We do agree that more extensive cardiovascular measurements are useful to study migraine, and would suggest that these be directed at the reasons for the increased prevalence of syncope and orthostatic intolerance.

We also thank Drs. Jarjour and Smith for their comments. They state that we omitted a statement concerning the control group from an earlier paper on the CAMERA study. In our publication in JAMA 2004, we stated that the control-definition "effectively excluded people with chronic daily headaches and cluster headache, but people with minor migraine or an occasional tension headache might have been included." [6]

Firstly, let us stress that ‘minor migraine’ does not feature in the classification system of the International Headache Society (IHS); the sentence was added on a reviewer's request, presumably to indicate putative uncertainty regarding the groups.
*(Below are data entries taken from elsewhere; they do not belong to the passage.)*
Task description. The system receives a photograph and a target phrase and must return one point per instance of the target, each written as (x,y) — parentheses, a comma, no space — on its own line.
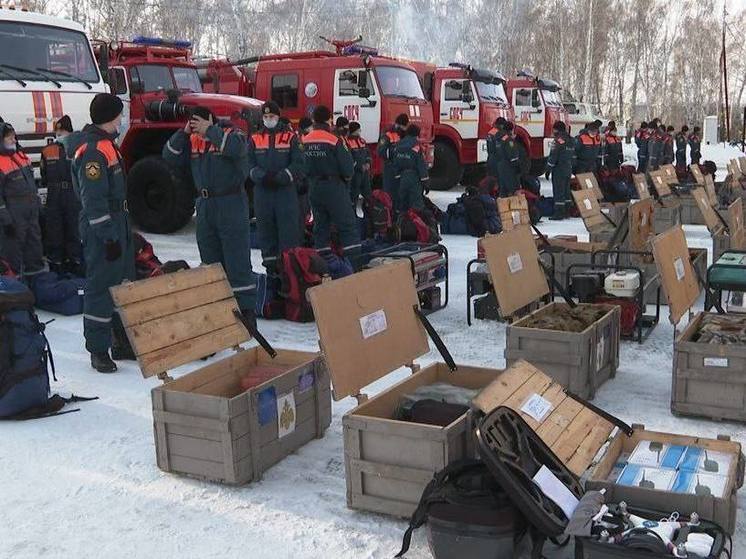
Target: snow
(86,484)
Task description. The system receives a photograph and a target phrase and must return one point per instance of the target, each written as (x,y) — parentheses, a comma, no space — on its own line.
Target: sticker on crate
(285,415)
(373,323)
(267,405)
(515,264)
(537,407)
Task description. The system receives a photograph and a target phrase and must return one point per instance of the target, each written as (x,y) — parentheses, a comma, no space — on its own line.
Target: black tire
(447,170)
(159,196)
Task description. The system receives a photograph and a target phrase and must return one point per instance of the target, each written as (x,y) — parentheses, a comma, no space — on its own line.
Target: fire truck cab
(466,101)
(159,85)
(537,105)
(354,81)
(47,70)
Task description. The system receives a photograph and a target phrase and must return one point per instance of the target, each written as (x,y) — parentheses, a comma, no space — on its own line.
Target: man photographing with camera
(216,155)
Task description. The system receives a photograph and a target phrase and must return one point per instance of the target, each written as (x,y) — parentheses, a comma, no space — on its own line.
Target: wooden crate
(708,379)
(369,327)
(719,510)
(590,442)
(207,425)
(580,361)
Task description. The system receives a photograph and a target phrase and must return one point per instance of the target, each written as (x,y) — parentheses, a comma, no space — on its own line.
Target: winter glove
(113,250)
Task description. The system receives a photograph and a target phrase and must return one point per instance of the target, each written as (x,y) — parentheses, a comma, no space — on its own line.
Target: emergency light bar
(157,42)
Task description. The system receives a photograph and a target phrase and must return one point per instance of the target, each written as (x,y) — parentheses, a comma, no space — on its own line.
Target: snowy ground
(85,485)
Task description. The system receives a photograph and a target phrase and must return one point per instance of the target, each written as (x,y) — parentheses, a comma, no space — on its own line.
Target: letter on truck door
(348,102)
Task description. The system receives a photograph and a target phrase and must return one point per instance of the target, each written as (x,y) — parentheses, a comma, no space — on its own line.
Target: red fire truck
(159,84)
(537,105)
(466,101)
(353,80)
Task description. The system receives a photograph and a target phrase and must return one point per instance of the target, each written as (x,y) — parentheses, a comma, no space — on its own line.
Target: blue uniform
(219,167)
(330,167)
(99,181)
(63,208)
(276,167)
(411,171)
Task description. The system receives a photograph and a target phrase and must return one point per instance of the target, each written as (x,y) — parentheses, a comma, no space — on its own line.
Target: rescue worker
(20,234)
(275,167)
(503,159)
(641,141)
(588,149)
(668,150)
(681,141)
(613,152)
(695,145)
(656,146)
(360,185)
(386,145)
(330,167)
(411,170)
(217,156)
(63,207)
(560,167)
(100,183)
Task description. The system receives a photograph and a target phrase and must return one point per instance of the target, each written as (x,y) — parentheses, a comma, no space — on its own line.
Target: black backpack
(465,491)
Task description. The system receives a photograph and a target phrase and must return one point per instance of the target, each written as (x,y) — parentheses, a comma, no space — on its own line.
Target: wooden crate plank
(158,307)
(186,325)
(141,290)
(167,358)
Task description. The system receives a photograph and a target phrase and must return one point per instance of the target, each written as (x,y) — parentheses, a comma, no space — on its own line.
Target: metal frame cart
(727,274)
(645,323)
(424,268)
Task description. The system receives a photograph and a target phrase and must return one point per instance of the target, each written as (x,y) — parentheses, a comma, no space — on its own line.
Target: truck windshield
(399,82)
(551,98)
(153,77)
(491,92)
(30,48)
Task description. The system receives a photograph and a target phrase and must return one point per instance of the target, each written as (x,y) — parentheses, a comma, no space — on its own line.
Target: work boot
(102,362)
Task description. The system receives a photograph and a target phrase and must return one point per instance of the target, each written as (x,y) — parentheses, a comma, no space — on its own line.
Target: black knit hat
(64,124)
(105,107)
(271,108)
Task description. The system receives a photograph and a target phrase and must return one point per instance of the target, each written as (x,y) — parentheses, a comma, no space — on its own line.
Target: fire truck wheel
(160,198)
(447,171)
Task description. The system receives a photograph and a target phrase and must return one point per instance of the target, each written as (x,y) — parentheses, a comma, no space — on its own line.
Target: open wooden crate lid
(641,228)
(641,185)
(588,181)
(697,174)
(712,221)
(736,229)
(710,189)
(670,173)
(677,275)
(367,325)
(590,211)
(660,183)
(517,276)
(513,211)
(574,431)
(174,319)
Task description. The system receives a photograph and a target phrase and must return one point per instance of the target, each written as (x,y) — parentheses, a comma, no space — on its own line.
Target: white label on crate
(515,264)
(537,407)
(678,265)
(373,324)
(600,347)
(716,361)
(285,415)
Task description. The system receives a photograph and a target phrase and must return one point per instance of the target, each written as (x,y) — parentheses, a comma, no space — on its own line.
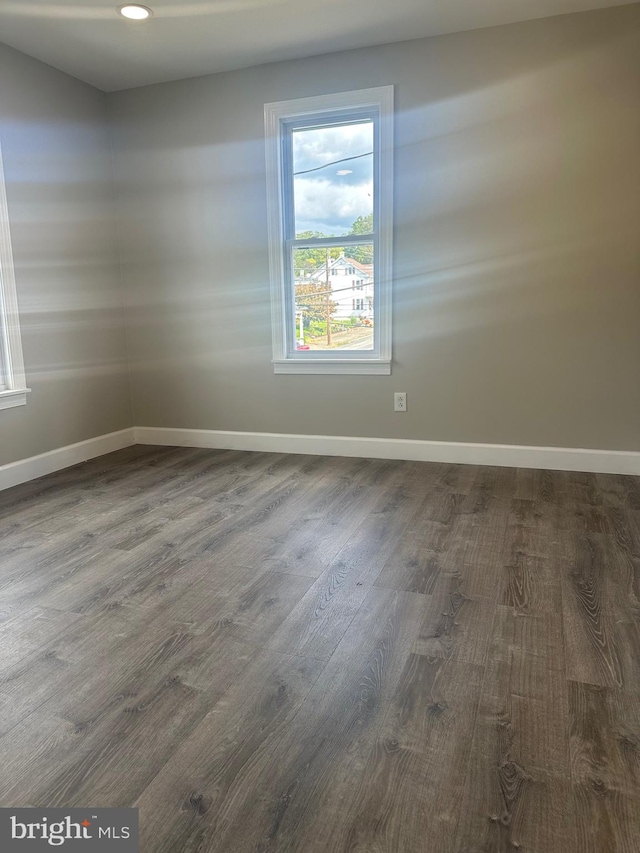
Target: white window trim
(379,362)
(13,384)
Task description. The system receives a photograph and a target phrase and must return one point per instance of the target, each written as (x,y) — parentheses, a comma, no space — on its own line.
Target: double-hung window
(13,389)
(329,193)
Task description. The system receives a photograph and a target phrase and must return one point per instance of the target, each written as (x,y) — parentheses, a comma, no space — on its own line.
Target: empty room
(320,426)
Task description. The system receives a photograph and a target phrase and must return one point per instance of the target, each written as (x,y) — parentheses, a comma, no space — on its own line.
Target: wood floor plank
(301,778)
(414,776)
(203,782)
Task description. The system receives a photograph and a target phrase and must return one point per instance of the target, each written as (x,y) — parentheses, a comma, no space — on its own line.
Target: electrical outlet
(400,401)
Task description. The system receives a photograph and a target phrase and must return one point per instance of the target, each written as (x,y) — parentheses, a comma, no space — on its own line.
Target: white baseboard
(54,460)
(506,455)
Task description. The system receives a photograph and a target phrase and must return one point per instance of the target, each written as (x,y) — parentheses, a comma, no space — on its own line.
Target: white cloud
(321,203)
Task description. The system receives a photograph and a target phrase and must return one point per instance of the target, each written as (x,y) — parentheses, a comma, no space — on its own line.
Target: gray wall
(516,248)
(59,187)
(517,297)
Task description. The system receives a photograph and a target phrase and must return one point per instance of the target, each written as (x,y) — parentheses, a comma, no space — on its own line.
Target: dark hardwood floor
(280,653)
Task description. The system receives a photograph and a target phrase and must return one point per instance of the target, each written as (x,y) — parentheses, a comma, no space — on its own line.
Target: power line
(333,163)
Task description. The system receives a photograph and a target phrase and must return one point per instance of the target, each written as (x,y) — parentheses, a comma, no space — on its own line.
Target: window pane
(335,285)
(333,180)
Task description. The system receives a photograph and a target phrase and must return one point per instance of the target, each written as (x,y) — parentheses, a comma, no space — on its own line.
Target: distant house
(351,287)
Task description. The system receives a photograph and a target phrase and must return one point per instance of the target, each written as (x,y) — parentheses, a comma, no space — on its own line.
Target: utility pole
(328,289)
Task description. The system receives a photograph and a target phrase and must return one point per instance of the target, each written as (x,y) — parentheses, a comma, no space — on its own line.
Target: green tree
(306,261)
(362,254)
(312,298)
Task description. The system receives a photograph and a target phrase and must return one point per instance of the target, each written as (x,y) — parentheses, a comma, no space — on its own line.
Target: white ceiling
(186,38)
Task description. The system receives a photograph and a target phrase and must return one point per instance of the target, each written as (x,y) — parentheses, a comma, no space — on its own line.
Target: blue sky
(326,200)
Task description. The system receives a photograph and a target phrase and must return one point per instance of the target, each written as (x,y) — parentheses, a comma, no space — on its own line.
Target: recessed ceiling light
(135,12)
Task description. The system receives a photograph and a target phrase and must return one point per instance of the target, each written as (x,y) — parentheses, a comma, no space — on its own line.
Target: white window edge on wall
(381,98)
(13,384)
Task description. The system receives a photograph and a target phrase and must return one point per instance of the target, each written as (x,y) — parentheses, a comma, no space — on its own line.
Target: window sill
(352,366)
(9,399)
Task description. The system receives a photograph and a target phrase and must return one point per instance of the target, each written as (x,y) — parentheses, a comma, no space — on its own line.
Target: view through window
(333,197)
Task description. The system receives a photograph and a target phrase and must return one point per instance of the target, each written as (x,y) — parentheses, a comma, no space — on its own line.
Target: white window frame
(280,116)
(13,385)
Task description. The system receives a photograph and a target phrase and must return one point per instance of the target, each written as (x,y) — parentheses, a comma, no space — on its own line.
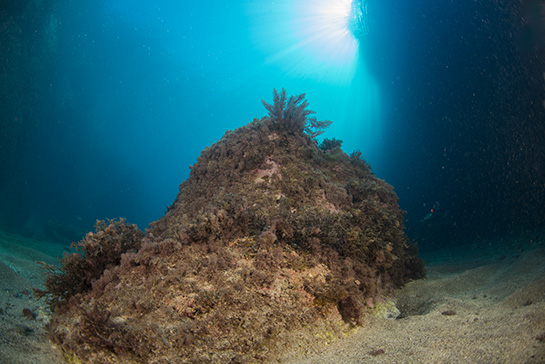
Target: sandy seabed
(482,303)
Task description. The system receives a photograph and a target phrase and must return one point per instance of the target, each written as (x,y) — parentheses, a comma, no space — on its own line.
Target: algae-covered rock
(271,241)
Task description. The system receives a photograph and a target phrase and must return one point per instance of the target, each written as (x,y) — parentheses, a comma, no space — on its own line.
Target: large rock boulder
(274,240)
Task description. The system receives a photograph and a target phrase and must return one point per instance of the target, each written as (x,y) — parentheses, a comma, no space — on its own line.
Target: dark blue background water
(106,104)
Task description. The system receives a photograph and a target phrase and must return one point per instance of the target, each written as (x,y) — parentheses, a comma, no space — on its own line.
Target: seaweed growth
(271,237)
(292,113)
(94,254)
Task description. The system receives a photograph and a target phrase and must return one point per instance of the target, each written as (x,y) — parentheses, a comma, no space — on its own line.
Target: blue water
(105,104)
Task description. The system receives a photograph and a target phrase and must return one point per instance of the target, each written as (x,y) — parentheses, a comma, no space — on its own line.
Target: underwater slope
(272,237)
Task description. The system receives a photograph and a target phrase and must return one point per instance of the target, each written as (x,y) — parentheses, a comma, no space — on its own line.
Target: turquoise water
(106,104)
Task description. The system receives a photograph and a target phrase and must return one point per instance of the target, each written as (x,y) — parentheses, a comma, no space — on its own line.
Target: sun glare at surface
(314,45)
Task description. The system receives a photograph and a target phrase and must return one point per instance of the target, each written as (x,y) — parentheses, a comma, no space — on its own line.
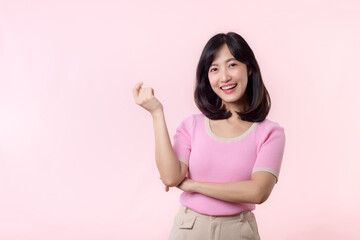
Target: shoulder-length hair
(208,101)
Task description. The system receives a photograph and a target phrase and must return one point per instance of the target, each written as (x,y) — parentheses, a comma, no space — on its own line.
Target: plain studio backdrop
(77,155)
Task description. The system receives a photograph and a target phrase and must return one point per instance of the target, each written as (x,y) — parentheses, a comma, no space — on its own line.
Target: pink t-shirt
(215,159)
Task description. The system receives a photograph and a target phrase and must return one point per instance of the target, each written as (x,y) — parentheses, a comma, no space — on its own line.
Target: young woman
(227,158)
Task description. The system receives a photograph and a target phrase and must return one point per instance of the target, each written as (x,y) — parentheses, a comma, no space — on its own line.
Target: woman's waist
(211,206)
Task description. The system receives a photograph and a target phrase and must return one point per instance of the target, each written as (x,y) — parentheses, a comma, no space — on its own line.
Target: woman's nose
(225,76)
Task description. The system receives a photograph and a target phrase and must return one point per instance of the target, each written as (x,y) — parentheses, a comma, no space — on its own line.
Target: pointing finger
(136,88)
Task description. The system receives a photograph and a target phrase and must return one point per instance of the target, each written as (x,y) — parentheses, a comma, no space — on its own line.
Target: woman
(226,159)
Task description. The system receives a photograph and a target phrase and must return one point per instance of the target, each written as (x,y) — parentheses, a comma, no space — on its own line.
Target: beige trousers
(190,225)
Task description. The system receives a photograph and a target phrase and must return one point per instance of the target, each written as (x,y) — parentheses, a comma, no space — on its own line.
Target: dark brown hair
(208,101)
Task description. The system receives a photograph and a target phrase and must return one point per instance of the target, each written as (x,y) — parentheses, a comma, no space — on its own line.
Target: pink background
(77,154)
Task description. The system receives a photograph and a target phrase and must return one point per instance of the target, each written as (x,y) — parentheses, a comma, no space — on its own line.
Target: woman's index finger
(136,88)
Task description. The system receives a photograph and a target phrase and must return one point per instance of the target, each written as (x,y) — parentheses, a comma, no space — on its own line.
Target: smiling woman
(226,159)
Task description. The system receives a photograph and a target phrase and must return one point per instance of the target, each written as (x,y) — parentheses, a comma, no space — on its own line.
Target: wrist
(157,113)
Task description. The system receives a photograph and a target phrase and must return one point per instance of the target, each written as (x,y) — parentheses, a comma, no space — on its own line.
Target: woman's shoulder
(268,126)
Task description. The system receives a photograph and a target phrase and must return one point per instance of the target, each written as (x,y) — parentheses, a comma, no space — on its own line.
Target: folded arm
(257,190)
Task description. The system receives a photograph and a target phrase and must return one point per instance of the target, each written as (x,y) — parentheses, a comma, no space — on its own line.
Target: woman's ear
(249,72)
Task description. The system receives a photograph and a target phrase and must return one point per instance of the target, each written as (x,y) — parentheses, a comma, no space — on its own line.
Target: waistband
(246,215)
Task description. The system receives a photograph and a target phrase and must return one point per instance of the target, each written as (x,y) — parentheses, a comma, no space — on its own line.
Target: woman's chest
(223,162)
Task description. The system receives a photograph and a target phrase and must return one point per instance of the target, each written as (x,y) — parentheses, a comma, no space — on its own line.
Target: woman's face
(228,78)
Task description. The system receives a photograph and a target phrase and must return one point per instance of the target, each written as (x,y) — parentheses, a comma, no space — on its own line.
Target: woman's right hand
(146,99)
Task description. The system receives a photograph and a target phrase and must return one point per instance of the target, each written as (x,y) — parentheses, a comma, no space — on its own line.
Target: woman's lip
(229,90)
(228,85)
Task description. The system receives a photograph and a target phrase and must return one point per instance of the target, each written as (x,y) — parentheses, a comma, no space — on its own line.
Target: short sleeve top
(215,159)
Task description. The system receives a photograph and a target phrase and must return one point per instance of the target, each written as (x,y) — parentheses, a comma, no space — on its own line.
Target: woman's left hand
(187,185)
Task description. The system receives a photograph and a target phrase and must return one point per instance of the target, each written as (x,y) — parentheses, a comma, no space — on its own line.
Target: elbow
(170,182)
(260,197)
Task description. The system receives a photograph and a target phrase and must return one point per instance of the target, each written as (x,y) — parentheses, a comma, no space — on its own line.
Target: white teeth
(225,88)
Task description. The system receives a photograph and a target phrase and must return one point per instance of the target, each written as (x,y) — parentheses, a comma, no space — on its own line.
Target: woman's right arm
(172,171)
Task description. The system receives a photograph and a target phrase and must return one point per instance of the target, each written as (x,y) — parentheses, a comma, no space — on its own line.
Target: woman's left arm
(257,190)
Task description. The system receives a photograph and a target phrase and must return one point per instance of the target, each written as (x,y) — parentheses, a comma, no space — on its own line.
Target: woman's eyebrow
(215,64)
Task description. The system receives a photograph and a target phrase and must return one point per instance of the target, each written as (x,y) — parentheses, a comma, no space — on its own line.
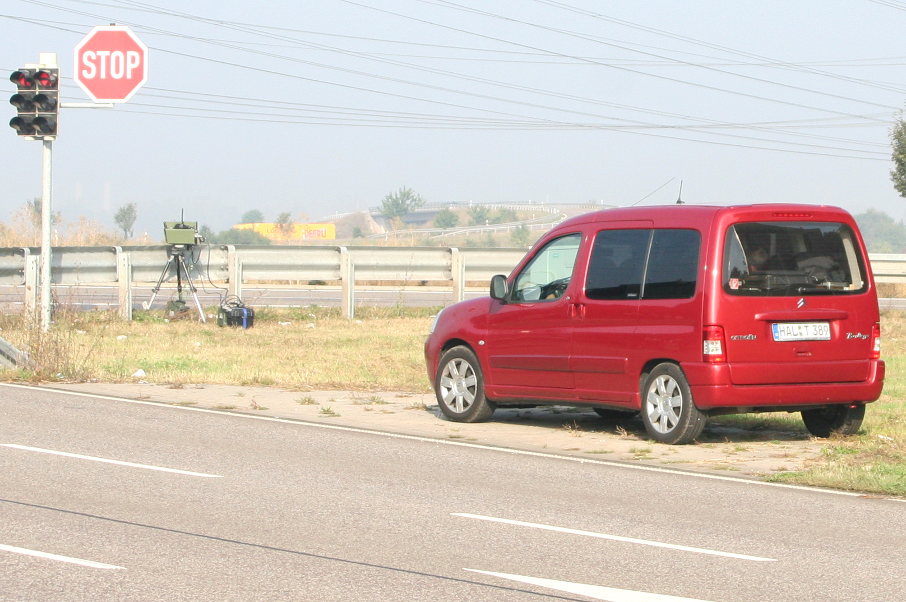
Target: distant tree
(285,223)
(397,204)
(504,216)
(898,144)
(252,217)
(125,219)
(238,237)
(521,236)
(479,215)
(882,234)
(446,219)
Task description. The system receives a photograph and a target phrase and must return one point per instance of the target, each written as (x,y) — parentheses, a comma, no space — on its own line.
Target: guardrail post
(458,270)
(347,281)
(31,284)
(124,280)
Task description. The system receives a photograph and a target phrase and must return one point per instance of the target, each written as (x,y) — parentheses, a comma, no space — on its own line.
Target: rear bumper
(712,388)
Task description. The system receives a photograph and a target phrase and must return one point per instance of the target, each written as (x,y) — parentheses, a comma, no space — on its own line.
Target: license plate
(801,331)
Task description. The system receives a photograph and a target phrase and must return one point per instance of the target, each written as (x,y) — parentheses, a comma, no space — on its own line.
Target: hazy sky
(323,106)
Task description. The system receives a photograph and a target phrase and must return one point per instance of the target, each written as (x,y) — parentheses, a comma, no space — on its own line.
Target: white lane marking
(57,557)
(644,542)
(598,592)
(506,450)
(108,461)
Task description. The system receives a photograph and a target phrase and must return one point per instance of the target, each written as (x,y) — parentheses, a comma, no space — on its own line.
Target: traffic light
(37,101)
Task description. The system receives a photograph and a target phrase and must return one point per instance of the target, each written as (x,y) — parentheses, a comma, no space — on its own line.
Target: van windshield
(792,258)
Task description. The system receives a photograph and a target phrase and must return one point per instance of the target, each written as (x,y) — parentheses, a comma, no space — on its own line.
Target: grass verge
(315,348)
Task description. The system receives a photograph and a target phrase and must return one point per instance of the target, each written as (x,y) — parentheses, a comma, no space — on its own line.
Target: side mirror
(498,287)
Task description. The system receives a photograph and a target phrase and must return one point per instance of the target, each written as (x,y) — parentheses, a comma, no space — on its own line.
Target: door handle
(577,310)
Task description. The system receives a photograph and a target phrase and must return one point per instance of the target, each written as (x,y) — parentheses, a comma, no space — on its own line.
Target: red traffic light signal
(23,78)
(37,101)
(47,79)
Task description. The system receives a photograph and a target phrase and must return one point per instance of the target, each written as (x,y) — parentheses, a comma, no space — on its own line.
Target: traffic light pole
(46,201)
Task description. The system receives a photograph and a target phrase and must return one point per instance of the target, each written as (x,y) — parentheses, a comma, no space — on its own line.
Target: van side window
(672,265)
(792,258)
(615,267)
(547,275)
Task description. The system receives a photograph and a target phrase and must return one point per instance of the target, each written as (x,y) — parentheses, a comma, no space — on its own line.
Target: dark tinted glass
(673,265)
(615,268)
(792,258)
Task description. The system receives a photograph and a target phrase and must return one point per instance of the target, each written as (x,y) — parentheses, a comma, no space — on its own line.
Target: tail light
(713,347)
(875,342)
Whereas this uncertainty might indeed hold true for the partially ‘paper’ three- step diagnostic procedure [11], it has no consequences for the current study.

The random inclusion of participants for the CAMERA-study from the larger sample involved a detailed, structured telephone interview. We again asked all 481 subjects about previous and current headaches and when necessary corrected the previous classification. Only 3% of subjects were reclassified, most due to developed migraine headache for the first time in the three to five years in between, or due to changes in migraine subtype. This double-checking makes us confident that the control subjects did not have current or previous migraine fulfilling IHS criteria.

Jarjour and Smith are correct that in 2004 the IHS classification was updated. However, criteria for diagnoses 1.1 and 1.2.1, pertinent to our study, were not changed between the 1988 and 2004 edition. [7,8] Finally, we agree that confidence intervals or odds ratios add information. As for how the odds ratios would behave if migraineurs were excluded from the control group, we can lay Drs. Jarjour and Smith's fears to rest: there were none.

References

10. Kanjwal Y, Kosinski D, Grubb BP. The postural orthostatic tachycardia syndrome: definitions, diagnosis, and management. Pacing Clin Electrophysiol 2003;26:1747-1757.

11.Launer LJ, Terwindt GM, Ferrari MD. The prevalence and characteristics of migraine in a population-based cohort: the GEM study. Neurology 1999;53:537-542.

Disclosure: The authors report no conflicts of interest.